Migration als dritte Marktkraft

Entwicklungsbericht der Weltbank fordert räumliche Mobilität

  • Kai Walter
  • Lesedauer: 2 Min.
Der Ort, an dem ein Mensch lebt, ist wesentlich dafür verantwortlich, ob er wirtschaftlich gesehen Gewinner oder Verlierer ist. Diese Erkenntnis ist nicht neu. Der Weltentwicklungsbericht 2009 der Weltbank analysiert jedoch anschaulich räumliche Aspekte der Weltwirtschaft. Experten lobten bei der Vorstellung des Berichts am Dienstag in Berlin zwar die »beeindruckende« Darstellung, stellten aber auch kritische Fragen.

Unter Leitung von Indermit Gill haben die Autoren des Weltentwicklungsberichts 2009 eine Beschreibung der wirtschaftlichen Situation auf unserer Erde vorgelegt und einen Ausblick gewagt. Leicht lesbar, aber nicht im Sinne von simpel, sei der Bericht mit dem Titel »Reshaping Economic Geography«, sagte Gill in Berlin.

Die Herausforderungen für Entwicklung werden auf lokaler, nationaler und internationaler Ebene betrachtet. Die zunehmende räumliche Konzentration wirtschaftlicher Aktivitäten wird im Bericht als notwendige Bedingung für Entwicklung gesehen, trotz der daraus resultierenden geografischen Ungleichgewichte. Dazu bedürfe es der Verkürzung von Entfernungen zwischen Akteuren und Märkten sowie der Überwindung nationaler und internationaler Trennungen. Dem Bericht nach könnten intensive Eingriffe in die Wirtschaft zur gleichmäßigen geografischen Verteilung die Entwicklung hemmen. Statt Wirtschaft zu den Menschen zu bringen, solle weiter das Credo der Mobilität der Arbeitskräfte gelten. Neben der Agglomeration und der Spezialisierung sei Migration die dritte Marktkraft.

Um Wirtschaftswachstum und eine sozial verträgliche Entwicklung zu erreichen, schlägt der Bericht Regeln vor. Institutionen sollten ohne besondere Rücksicht auf räumliche Belange handeln und wirtschaftliche Konzentration zulassen. Mittels Infrastruktur könnten Wirtschaftsregionen miteinander verbunden werden, und durch räumlich orientierte Interventionen seien Trennungen überwindbar. Wie die Faustregel angewendet werden sollte, richte sich nach der Komplexität der Herausforderung. Bei Regionen mit großer Distanz zum Weltmarkt handele es sich beispielsweise um eine zweidimensionale Herausforderung. Institutionen sollten in diesen Regionen Konzentration zulassen und durch Infrastruktur für eine bessere Verbindung zum Weltmarkt sorgen.

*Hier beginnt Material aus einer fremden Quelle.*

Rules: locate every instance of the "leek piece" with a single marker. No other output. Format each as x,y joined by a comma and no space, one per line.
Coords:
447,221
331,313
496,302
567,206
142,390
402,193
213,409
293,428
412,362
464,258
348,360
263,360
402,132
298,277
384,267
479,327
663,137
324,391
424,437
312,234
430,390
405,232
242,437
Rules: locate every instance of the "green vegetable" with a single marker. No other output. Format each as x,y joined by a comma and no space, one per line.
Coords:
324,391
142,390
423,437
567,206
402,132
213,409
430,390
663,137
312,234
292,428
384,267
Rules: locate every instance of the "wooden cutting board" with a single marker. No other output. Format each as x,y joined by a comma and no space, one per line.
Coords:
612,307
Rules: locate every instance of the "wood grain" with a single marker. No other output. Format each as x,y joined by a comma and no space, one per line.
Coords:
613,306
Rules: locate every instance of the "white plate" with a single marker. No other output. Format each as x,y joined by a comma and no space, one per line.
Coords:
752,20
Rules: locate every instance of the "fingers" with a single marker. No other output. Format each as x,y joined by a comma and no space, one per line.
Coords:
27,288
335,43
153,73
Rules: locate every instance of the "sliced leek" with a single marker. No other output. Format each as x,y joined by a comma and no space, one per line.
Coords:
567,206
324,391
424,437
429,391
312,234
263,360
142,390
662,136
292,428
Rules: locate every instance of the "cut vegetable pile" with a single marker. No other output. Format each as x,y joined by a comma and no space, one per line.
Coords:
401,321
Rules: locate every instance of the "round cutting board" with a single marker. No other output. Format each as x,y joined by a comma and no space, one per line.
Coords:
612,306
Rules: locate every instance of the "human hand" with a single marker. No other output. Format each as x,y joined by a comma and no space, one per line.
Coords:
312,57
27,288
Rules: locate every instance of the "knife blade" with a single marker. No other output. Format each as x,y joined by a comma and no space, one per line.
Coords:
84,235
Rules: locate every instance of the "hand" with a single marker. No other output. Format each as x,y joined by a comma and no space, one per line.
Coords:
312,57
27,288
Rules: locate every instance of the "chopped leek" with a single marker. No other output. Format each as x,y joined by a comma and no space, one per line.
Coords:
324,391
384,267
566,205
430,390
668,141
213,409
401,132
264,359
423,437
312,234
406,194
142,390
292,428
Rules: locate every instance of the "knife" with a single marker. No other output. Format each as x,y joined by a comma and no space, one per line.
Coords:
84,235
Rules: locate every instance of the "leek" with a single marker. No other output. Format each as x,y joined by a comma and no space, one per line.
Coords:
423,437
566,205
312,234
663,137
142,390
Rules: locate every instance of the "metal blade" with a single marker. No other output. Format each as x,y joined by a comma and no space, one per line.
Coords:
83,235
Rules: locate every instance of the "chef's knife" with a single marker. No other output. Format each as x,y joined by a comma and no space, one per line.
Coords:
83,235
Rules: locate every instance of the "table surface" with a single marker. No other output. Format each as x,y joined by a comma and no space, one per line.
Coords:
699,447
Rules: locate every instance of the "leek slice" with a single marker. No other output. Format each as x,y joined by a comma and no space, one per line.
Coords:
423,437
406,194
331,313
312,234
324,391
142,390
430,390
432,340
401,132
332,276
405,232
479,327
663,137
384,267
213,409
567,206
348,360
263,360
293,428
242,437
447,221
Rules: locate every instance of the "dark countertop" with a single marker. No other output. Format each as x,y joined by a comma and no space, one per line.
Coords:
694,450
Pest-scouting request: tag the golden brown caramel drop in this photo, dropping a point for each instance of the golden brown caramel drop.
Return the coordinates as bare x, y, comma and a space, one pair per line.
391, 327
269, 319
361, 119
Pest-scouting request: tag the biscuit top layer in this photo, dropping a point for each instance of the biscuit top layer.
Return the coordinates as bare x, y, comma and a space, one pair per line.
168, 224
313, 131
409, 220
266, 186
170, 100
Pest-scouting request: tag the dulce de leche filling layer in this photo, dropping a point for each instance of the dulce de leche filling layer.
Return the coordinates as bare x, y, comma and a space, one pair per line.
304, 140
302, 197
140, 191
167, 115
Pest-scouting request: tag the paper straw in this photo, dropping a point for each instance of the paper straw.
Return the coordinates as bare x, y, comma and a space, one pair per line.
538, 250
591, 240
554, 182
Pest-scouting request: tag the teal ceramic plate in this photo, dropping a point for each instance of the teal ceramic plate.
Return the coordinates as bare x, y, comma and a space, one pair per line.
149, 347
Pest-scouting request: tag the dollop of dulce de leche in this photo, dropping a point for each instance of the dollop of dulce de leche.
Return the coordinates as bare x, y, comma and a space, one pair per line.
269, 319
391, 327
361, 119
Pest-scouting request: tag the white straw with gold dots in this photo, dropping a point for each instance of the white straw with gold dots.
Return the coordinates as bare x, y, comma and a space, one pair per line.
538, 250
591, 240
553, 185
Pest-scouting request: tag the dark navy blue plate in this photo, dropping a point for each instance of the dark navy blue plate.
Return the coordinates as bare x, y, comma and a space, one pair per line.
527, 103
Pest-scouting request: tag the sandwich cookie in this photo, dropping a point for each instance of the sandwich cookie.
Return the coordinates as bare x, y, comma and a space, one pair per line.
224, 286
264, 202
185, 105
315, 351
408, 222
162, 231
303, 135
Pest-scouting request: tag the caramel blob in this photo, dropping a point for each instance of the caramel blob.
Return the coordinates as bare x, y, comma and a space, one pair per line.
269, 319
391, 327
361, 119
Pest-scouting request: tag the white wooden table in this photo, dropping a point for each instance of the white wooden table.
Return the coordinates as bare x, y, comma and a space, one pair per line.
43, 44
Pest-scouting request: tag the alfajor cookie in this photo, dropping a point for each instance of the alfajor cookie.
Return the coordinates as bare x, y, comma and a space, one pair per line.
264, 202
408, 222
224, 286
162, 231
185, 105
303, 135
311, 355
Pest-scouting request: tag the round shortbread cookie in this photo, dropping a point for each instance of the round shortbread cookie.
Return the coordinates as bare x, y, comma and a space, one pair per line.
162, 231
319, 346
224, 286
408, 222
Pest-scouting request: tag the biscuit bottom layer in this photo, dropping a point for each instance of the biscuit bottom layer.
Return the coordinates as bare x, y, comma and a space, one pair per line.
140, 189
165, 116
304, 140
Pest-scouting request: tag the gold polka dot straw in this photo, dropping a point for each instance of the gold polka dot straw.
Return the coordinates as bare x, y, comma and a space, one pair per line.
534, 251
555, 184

Der Wirtschaftsgeograf Ludwig Schätzl kritisiert die im Bericht angelegte zeitliche Verzögerung der wirtschaftlichen Integration. Für schwach entwickelte Regionen und Länder sei Entwicklung so nur langfristig zu erreichen. Wir müssten uns die Frage stellen, ob es nötig sei, dass Hunderte Millionen Menschen in den am schwächsten entwickelten Regionen noch lange auf positive Entwicklung warten müssen.

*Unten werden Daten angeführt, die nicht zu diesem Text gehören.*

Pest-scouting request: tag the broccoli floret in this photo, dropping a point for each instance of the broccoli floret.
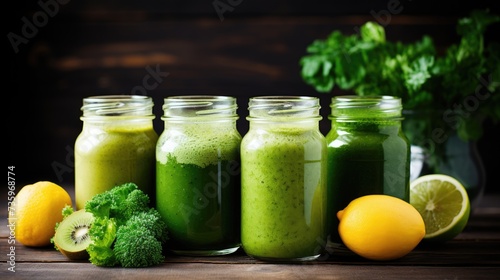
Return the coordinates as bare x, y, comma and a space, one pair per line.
126, 231
102, 234
139, 242
150, 220
120, 203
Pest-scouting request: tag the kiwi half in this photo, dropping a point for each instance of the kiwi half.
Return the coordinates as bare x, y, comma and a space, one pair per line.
72, 235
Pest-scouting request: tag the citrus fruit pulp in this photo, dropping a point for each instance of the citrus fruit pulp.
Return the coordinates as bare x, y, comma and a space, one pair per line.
443, 203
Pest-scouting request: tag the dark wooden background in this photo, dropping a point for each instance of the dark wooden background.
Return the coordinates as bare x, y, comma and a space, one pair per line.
106, 47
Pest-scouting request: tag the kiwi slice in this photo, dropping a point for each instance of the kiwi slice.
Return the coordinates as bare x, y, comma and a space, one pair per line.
72, 235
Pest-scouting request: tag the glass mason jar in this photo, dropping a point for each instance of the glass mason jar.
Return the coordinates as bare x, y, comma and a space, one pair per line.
198, 175
368, 152
116, 145
283, 180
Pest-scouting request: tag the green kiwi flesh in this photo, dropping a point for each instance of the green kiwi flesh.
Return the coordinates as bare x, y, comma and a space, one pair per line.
72, 235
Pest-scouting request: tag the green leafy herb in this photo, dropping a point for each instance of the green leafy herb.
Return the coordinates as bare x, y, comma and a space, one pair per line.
368, 64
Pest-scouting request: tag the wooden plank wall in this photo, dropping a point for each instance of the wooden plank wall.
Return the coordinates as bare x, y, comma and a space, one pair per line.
91, 48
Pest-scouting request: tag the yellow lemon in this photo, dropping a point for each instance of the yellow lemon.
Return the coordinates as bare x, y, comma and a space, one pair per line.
36, 210
380, 227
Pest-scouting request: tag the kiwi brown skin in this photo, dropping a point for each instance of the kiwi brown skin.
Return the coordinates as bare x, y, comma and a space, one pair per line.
71, 237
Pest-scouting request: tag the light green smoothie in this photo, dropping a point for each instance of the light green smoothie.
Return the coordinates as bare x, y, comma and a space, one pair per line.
107, 155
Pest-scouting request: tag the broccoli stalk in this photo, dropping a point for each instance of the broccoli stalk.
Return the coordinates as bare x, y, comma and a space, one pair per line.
126, 231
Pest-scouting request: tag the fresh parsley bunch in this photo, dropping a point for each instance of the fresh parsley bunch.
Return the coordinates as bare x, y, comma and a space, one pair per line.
368, 64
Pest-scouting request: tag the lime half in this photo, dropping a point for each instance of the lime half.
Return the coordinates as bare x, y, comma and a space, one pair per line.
443, 203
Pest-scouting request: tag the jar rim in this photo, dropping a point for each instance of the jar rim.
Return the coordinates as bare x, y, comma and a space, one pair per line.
118, 106
182, 107
283, 107
365, 107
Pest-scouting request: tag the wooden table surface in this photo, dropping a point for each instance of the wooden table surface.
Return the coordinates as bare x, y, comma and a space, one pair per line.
474, 254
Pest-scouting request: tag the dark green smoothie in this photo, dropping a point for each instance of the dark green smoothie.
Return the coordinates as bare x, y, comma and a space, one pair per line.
198, 187
367, 152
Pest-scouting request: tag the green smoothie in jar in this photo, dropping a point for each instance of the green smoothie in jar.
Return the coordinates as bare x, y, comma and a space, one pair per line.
116, 146
198, 175
368, 152
284, 191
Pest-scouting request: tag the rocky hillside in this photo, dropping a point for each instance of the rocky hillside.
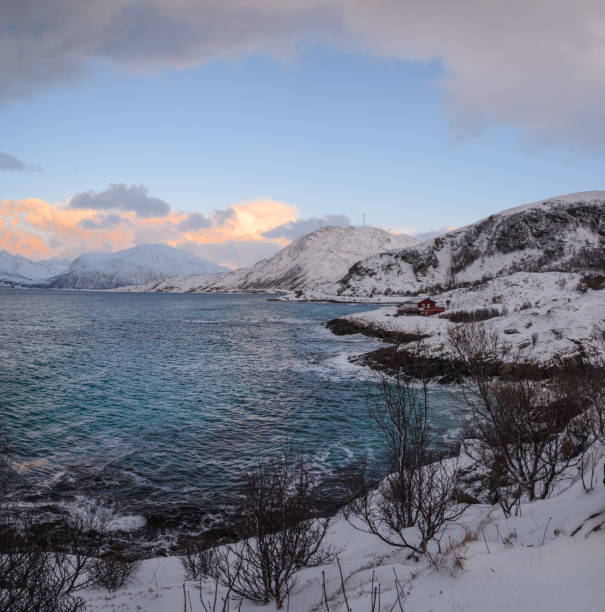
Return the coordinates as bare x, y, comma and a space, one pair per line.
136, 266
311, 261
564, 233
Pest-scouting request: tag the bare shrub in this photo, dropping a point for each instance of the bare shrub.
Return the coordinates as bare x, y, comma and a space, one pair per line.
279, 533
527, 433
469, 316
595, 282
375, 594
35, 575
114, 569
199, 556
420, 491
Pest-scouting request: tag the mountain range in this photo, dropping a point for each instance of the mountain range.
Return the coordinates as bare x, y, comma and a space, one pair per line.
563, 233
135, 266
308, 263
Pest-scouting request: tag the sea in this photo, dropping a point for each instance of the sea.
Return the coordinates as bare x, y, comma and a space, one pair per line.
146, 411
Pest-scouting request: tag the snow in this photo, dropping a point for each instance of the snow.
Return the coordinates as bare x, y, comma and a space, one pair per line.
135, 266
543, 235
18, 269
319, 258
543, 314
548, 558
570, 198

»Entwicklung wird nicht immer schmerzfrei verlaufen«, sagte Indermit Gill. Aber auch ohne räumlichen Ausgleich beim Wirtschaftswachstum sei es möglich, Entwicklung so zu gestalten, dass alle Menschen eingeschlossen werden. Regierungen hätten ohnehin viel bessere Möglichkeiten für integrative Politik als zur Förderung von Wirtschaftsstandorten. So sollten Regierungen Infrastruktur fördern, um Distanzen zu verringern. Es sei Unsinn, Wirtschaft überall hinbringen zu wollen.

Der Weltentwicklungsbericht 2009 findet sich im Internet unter: www.worldbank.org/wdr2009.